Declaration of interests The authors declare no competing interests.

Figures

Figure 1.
Figure 1.. Overview of the challenge
(A–C) The challenge generated simulated (or in silico) and spike-in datasets represented as RNA-seq reads (FastQ files) and ground truth. Challenge participants could submit entries (i.e., CWL workflows and Docker images) as individuals or teams using Synapse. Submitted entries were run on the FastQ files using cloud-based compute resources to generate predictions. The resulting predictions were evaluated based on statistical performance measurements. Evaluation of the Fusion Detection sub-challenge (B) used four types of input datasets to calculate sensitivity and either precision or the total number of fusion calls. Datasets where the fusion genes are known are represented as red (5’ donor) and blue (3’ acceptor), and datasets where unknown fusion genes may exist are represented as light and dark gray. The confusion matrix displays the known (green), unknown (red), and irrelevant (gray) parameters used to calculate the subsequent statistical metrics. Evaluation of the isoform quantification sub-challenge (C) used two metrics for evaluating the correlation of predictions to the truth. The transcriptome-wise evaluation compared predictions and truth in a single sample across all transcripts using a Spearman correlation. The sample-wise evaluation compared predictions and truth for a single transcript across multiple sample replicates using Kendall’s tau-β.
Figure 2.
Figure 2.. Boruta feature importance analysis across by fusion submissions
(A–D) A heatmap showing results from performing the Boruta algorithm on each submission’s false-positive fusion events (A) and false-negative fusion events (B). Each cell in the heatmap represents the Z score mean decrease in accuracy. Higher Z scores are in red and represent more important features. Rows are the fusion submission names and columns are the features.

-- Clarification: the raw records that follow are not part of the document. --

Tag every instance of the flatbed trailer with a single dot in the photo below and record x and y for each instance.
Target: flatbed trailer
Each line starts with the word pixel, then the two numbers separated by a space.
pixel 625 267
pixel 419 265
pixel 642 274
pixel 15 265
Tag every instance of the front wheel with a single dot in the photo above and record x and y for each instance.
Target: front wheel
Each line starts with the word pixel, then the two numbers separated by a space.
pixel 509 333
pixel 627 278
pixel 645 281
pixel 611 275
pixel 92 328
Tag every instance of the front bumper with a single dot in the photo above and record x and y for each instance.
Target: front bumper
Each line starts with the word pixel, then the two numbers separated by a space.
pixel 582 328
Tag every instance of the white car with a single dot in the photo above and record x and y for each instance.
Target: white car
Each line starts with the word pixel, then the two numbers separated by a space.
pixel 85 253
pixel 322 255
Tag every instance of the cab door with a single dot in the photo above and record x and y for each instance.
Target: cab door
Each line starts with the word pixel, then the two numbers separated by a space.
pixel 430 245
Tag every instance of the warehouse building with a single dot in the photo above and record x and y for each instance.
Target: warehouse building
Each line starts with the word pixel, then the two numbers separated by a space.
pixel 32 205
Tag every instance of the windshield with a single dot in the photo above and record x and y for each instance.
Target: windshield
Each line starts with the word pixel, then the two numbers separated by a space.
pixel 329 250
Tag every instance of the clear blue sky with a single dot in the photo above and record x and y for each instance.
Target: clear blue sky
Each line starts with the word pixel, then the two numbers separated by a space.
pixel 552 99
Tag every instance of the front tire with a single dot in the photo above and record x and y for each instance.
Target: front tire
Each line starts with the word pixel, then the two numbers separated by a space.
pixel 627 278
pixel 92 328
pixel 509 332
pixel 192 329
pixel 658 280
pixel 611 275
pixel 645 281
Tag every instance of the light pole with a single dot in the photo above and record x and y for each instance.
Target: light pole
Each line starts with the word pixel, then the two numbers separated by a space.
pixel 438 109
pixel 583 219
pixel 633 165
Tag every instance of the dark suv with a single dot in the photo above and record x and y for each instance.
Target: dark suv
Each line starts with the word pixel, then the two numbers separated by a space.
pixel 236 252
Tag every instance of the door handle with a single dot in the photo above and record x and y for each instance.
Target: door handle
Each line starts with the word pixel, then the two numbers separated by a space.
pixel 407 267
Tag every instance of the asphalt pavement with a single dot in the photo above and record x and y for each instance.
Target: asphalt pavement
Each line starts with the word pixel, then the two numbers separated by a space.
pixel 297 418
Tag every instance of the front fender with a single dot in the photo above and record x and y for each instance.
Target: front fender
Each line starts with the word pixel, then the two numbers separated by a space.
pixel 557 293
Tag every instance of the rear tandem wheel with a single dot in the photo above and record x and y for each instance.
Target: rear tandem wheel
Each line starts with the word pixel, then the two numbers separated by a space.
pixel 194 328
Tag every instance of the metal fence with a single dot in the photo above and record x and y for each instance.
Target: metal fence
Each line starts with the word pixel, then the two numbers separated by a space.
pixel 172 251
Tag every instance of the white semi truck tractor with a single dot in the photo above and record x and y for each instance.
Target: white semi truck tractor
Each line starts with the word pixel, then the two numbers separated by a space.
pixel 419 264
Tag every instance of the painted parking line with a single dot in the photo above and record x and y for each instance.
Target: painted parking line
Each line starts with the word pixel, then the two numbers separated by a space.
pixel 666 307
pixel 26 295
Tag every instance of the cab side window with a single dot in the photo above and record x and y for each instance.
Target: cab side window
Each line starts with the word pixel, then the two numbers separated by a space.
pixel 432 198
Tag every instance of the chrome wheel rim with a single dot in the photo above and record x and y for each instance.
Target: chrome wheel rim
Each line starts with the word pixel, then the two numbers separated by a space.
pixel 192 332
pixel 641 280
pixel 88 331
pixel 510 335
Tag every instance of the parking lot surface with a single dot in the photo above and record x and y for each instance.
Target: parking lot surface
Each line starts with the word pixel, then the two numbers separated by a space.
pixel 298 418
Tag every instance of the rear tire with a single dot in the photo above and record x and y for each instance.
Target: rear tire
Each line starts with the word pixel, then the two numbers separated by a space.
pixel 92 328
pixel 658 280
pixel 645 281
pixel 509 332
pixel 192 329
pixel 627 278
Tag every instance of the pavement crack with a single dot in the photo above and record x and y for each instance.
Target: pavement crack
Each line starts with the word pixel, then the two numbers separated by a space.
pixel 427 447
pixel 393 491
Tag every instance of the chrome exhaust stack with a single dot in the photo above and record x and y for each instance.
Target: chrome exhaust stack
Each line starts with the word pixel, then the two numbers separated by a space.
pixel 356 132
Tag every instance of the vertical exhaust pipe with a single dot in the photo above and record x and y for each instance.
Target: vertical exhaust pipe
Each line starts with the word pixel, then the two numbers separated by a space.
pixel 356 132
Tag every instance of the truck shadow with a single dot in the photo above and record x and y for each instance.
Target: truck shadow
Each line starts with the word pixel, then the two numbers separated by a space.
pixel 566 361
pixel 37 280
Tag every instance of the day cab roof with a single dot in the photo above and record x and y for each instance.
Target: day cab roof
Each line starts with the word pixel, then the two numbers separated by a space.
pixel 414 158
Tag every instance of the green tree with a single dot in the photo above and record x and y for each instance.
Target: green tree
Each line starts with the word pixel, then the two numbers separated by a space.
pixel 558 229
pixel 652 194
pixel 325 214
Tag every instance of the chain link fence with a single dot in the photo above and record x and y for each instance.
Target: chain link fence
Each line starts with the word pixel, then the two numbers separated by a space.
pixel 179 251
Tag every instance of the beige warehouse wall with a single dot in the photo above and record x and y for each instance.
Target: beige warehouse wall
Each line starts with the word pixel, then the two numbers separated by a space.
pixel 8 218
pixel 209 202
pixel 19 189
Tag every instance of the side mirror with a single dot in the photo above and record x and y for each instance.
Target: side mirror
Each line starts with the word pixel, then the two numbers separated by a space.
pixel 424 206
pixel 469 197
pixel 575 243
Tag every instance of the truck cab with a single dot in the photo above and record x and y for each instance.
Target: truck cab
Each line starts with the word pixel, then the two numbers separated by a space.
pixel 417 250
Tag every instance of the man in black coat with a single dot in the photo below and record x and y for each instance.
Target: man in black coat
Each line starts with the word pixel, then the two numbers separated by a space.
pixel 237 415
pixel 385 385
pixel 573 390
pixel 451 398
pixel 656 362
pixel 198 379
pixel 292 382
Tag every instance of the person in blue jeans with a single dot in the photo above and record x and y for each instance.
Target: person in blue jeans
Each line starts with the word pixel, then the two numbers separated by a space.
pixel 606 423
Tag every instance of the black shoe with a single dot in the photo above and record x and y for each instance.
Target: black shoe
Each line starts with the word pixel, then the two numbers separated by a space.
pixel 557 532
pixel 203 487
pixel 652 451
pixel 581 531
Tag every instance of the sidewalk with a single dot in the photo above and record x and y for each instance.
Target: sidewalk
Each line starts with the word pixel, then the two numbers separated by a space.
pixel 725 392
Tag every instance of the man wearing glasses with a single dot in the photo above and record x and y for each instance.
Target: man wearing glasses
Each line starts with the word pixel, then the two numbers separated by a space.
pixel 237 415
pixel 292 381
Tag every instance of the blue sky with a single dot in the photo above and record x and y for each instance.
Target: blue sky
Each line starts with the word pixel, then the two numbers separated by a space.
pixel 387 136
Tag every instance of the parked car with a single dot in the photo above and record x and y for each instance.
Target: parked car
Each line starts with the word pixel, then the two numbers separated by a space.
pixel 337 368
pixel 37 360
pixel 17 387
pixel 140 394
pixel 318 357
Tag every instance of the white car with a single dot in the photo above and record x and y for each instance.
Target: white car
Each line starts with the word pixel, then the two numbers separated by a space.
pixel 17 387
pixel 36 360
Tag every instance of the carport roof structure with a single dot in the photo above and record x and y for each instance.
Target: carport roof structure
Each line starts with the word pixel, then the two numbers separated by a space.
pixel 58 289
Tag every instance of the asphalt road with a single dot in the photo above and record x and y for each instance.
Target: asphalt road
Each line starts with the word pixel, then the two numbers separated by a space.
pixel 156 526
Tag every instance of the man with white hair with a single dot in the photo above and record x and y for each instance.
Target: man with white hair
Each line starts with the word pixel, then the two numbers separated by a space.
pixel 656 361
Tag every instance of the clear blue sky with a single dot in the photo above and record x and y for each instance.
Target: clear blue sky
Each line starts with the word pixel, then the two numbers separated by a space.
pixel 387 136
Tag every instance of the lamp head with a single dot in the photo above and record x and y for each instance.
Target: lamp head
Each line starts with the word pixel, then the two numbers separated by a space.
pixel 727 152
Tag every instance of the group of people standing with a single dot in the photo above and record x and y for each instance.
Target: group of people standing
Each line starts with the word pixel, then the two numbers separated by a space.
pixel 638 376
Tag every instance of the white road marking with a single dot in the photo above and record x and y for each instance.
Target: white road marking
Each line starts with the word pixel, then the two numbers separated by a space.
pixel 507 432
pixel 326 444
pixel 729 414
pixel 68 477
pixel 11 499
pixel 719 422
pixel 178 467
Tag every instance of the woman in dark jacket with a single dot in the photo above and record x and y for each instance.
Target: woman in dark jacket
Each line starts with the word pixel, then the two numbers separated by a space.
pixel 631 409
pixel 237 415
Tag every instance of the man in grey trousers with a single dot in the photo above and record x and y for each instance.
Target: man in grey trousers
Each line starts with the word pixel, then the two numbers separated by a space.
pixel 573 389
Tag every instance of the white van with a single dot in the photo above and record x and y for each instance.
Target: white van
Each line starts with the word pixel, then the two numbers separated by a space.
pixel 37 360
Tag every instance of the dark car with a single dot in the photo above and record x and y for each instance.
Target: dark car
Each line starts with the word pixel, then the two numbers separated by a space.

Only features that had a mean value greater than Boruta’s shadow maximum value are shown. Boxplots showing results from performing the Boruta algorithm on all Fusion Detection sub-challenge submissions. (C) is the importance analysis against false positives and (D) is against the false negatives. The y axis represents the Z score MDA and features are across the x axis. The red plots are the Z scores of the actual features and blue are Boruta’s shadow features, which are considered the randomized background features. Only features that performed better (p < 0.05) than the random features are shown in this plot.
Figure 3.
Figure 3.. Isoform abundance Kendall Tau-β correlation coefficient bootstrap
(A–C) Ranking of methods based on their performance in predicting isoform levels as measured by 1,000 bootstrap replicates of the Kendall Tau-β score (KTBS) (see STAR methods). The x axis represents the submissions and the y axis the KTBS. Each boxplot represents the 1,000 mean Tau-β scores for each bootstrap. Results of the Student’s t test for closely ranked submissions shown between boxplots. Values greater than 0.05 were considered as ties between submissions. (B and C) Kendall’s tau-β correlation by transcript and submission method. Plots show Kendall’s tau-β correlation coefficient for each transcript with Submission ID across the x axis (B) or transcript across the x axis (C). The color corresponds to the feature in the legend.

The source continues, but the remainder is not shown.